Sinyora hükümetinin, Batılı müttefiklerinin baskısı altında Hizbullah’a karşı başarı kazanma girişimi başarısızlıkla sonuçlandı. Bu durum, içindeki farklı dinci gruplar nedeniyle parçalanmaktan korkarak Hizbullah’ı koruyup kollamak ve hükümeti kısmi olarak eleştirmek zorunda kalan ordunun hakem rolünü daha da arttırdı. Aynı zamanda dışarıdaki güçlü müttefiklerin orduyu desteklemeye niyetleri olmadığı görülüp kanıtlanınca, ordu bu durumdan zayıflamış çıktı. Krizde olan İsrail’ın, mevcut durumda Hizbullah’a karşı yen saldırı başlatabilmesi ise zor.

ABD, Lübnan açıklarında bir uçak gemisi gezdirerek varlığını hissettiriyor ve Suriye ve İran’ı sürekli tehdit ediyor olsa da, Irak ve Afganistan’da sıkışmış olduğundan, Lübnan’a müdahalede bulunarak yeni bir cephe oluşturmakta tereddüt etmektedir.
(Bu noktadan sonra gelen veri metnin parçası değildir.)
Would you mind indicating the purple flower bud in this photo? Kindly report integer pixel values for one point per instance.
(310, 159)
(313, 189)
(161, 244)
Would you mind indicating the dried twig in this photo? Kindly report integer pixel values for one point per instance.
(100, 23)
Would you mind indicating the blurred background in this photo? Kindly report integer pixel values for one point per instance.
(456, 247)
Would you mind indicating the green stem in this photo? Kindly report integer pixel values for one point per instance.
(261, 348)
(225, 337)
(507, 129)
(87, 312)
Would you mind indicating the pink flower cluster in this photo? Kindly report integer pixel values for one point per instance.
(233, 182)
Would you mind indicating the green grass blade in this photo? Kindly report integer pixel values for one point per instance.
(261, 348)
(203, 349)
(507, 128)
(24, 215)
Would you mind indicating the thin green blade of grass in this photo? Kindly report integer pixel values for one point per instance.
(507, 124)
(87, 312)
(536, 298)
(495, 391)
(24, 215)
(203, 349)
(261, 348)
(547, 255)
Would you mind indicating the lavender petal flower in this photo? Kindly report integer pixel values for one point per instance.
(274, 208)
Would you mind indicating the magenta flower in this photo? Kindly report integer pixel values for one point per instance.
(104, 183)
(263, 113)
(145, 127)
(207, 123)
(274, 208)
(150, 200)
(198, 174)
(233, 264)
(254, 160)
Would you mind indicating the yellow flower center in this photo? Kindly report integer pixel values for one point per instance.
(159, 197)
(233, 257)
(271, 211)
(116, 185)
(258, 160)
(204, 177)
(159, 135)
Lübnan halkının, Geleceğin Akımı’nın yöneticilerinin ülkeyi zincirle bağlamaya çalıştıkları Batılı ayrıcalıklı emperyalist müttefiklerin oynayacakları rolden elde edebilecekleri hiç bir çıkar yok. Lübnan üzerindeki himayesi sırasında Fransız sömürgeciliği tarafından yaratılan siyasal yapı, 1975-1990 yılları arasında ülkeyi iç savaşa götürdü. Bu yapı, inançlara dayalı politik sistem tarafından kurumsallaştırılmış dinci topluluklara bölünmeyle körüklendi ve dış müdahalelerle beslendi. Bu durumu onaylayan hıristiyan, daha sonra müslüman, sünni, ve dürzi toplulukların yöneticilerinin dik kafalılıkları, inatçılıkları, İsrail’in politikasının Gazze’de Hamas’ın güçlenmesine yol açması gibi, Şii müslüman topluluklarının bağrında, bu tavrın yarattığı sonuçlara karşı Hizbullah ve radikal islamcı partilerin güçlenmesine yol açıyor.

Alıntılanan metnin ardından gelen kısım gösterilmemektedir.